Let us prey
WM’s Open Poetry Competition yielded a masterpiece of precision, says its judge, poet Alison Chisholm
WINNER: ALISON ALLEN Not a prayer
Reclining in shadow, this lime-green maiden perches on stalk-thin legs, her jaw all bony angles graceful hands raised in supplication. Don’t be fooled. Her queenly demeanour aims to deceive: she’s no fairy-tale princess - steal a kiss and she’ll still your beating heart.
In curling vines she bides her time, masking her sharp, alien face in the shifting foliage where fermenting grapes drip blood-red juice, their lingering scent a sultry siren call. The leaves tremble. Unblinking eyes rotate. One swift lunge and her bumbling victim’s hooked.
She draws him close, clasps him to her pale chest. Choking in honeyed air he feels truth stab as light falls through the parted leaves. Now she feasts, despatching him head first letting the gaudy wings that bore him dreamward spin down to join the others in the dust.

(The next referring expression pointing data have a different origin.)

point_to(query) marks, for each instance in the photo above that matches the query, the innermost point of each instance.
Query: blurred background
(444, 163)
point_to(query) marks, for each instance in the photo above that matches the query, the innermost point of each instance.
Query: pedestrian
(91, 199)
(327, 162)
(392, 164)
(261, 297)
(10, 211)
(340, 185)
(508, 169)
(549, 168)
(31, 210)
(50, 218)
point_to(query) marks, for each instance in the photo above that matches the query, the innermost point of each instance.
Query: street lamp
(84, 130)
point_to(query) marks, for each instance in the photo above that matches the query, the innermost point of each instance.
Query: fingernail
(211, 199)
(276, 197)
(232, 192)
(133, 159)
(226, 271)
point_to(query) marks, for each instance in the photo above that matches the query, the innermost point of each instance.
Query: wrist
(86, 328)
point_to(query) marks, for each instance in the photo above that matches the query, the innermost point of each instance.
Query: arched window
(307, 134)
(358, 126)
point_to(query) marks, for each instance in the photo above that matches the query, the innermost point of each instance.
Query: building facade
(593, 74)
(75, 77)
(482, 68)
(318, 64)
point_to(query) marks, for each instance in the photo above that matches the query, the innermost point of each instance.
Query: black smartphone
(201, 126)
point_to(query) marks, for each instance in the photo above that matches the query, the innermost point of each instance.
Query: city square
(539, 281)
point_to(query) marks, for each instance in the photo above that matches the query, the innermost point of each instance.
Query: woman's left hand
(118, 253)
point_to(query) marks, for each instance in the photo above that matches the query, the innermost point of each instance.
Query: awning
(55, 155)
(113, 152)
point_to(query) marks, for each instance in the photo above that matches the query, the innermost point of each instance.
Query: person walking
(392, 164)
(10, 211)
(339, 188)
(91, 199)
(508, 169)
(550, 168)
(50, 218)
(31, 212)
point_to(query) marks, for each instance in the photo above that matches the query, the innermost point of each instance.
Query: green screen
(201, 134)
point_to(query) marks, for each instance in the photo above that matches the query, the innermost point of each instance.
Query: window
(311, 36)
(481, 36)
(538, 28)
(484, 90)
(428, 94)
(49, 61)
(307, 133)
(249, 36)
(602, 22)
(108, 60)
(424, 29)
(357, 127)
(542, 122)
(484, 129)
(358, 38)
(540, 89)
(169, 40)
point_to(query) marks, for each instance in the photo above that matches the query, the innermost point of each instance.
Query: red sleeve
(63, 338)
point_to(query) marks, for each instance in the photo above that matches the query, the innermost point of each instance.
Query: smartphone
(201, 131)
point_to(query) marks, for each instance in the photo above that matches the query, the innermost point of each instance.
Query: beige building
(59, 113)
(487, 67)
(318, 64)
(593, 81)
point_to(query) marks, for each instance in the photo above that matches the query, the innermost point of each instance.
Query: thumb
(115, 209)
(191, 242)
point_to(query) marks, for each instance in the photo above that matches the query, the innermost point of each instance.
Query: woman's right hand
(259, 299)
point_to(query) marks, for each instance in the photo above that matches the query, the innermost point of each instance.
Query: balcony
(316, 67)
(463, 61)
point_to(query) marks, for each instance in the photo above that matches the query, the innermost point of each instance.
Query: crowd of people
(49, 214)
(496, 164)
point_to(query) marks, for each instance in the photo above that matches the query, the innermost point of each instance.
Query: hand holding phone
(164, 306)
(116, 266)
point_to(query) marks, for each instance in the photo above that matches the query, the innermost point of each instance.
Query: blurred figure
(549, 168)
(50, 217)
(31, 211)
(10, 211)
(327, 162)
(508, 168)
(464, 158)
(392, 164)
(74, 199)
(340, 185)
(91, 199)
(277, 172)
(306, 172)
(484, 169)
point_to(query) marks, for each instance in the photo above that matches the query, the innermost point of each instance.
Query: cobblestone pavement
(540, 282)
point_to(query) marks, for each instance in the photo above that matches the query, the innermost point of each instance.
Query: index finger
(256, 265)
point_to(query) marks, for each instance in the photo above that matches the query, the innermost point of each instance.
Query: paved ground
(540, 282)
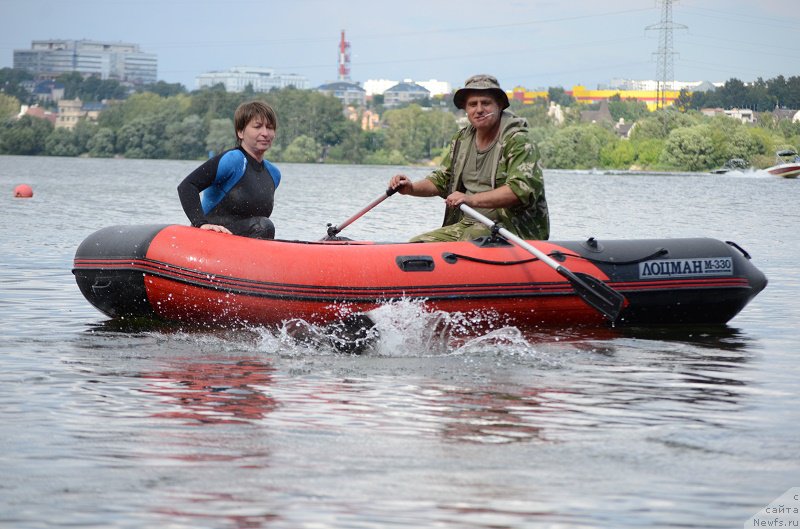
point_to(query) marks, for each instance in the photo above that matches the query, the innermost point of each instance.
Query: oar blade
(595, 293)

One of the great joys of adjudicating an open poetry competition is to revel in the range of subject matter covered by the entries. In the case of the Writing Magazine Open, the range was particularly wide-reaching, and covered the whole gamut of human emotion, every part of life from pre-birth to the afterlife, the natural world, the supernatural world, and a clever lament for a park bench. There was an equally appealing range of forms, with free verse, sestinas, sonnets and villanelles, and the less frequently seen terzanelle and trimeric, all demonstrating skills in crafting.